I used the ccf() function to calculate cross-correlation between GPP and SWC, and between LUE and SWC. First, I calculated the cross-correlation of GPP and LUE, with soil water content, at each site separately, for all years from 2010-2013.

However, I’m most interested in comparing patterns of cross-correlation among years, particularly with regard to the timing of peak cross-correlation in 2012, a drought year. Does the drought year have a distinct pattern of cross-correlation between GPP, LUE, and soil water content than a non-drought year?

I then used the ccf() function to calculate cross-correlation of GPP and LUE with soil water content at each site, for each year from 2010-2013 in order to assess interannual variability in cross-correlation between GPP and LUE with soil water content. In order to visualize trends both between sites and between years, I separately plotted each site, by year– as well as each year, by site.

Lastly, to better visualize the shift in timing and magnitude of cross-correlation at each site, I extracting the date and value of the maximum and minimum cross-correlation and plotted these values for each year.

4. Results obtained

Cross-correlation of production with soil water content, for all years

First, I calculated cross-correlation between GPP and SWC, and between LUE and SWC, for all years at both sites. Thus, this is the “average” cross-correlation between production and soil water content, which has a peak maximum cross-correlation at a lag of about 100 days for both GPP and LUE. However, I’m most interested in looking at how interannual variation in climate affects plant production.
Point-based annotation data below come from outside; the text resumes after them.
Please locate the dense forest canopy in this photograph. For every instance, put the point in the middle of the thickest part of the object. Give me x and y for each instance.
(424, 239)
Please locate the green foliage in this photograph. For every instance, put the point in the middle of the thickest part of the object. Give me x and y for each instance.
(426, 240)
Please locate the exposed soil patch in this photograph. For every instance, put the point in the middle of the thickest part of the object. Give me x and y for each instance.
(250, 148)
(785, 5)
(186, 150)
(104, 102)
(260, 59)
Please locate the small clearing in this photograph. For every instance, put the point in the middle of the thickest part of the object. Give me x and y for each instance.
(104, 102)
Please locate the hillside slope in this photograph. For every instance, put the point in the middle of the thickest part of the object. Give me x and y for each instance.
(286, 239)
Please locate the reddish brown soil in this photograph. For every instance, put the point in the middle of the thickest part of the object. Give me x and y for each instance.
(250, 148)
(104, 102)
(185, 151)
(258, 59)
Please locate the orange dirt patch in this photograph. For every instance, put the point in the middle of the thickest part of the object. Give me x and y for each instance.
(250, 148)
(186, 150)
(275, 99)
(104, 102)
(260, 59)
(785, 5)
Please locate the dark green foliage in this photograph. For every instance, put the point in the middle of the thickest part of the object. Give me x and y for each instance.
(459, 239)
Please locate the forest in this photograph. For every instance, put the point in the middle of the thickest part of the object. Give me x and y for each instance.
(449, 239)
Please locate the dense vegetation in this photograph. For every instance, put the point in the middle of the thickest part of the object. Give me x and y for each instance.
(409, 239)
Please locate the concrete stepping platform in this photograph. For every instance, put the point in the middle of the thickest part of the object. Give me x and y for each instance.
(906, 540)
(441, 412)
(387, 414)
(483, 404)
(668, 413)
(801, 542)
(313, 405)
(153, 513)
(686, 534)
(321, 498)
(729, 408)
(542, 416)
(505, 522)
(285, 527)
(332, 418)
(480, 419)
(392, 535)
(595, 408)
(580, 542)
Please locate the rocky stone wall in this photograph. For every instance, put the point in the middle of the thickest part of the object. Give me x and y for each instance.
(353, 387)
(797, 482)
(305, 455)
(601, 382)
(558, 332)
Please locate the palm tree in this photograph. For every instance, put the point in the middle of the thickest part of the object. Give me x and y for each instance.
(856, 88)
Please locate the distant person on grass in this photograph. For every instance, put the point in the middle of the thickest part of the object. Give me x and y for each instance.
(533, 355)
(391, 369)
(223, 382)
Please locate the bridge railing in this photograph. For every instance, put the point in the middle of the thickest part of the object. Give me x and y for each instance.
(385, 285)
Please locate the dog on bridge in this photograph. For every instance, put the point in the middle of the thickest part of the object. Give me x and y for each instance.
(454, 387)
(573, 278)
Cross-correlation between production and soil water content, by site and water year

When we examine how cross-correlation between GPP and soil water content varies between sites and between years, we see a clear shift at Konza Praire, the C4 grassland in 2012. This shift indicates that GPP and LUE are peaking earlier in relation to soil water content: with a lag of about 30 days, as opposed to 100 days at the Kansas Field Station, and at Konza in previous years.

Because 2013 followed the severe drought year, 2012, this shift suggests that the C4 grasses at Konza may be more flexible in shifting the timing of their water use in response to drought or other irregular moisture conditions.

To visualize this further, I also extracted the value and lag date of the maxima and minima of the cross-correlation function to visualize how these points change over time at each year.

Interannual variation in the timing and value of maximum cross-correlation

Plotting the date of the maximum cross-correlation, as it changes over years at each site, also helps visualize the divergence in the timing of the relationship between the production indices and soil water content.

5. Critique of the method

While this method is useful in assessing which variables are cross-correlated, and when those relationships peak, it does not clarify which environmental variables are controlling the production dynamics that I am seeing. In order to determine whether soil moisture content, or another variable (like cumulative precipitation, air temperature, soil temperature, a drought severity index, or others) is more responsible for the production dynamics, I will need to build and compare linear mixed models that predict GPP and LUE, from a suite of environmental variables, for sites at different years. This will help me assess which environmental variables may be more or less important in certain years, and better quantify their relationships with production.

This task will be made more complex as the timing of the relationships, where cross-correlation is a strong factor, change over time. So, it may be difficult to construct an appropriate linear mixed model with the most influential lag variable.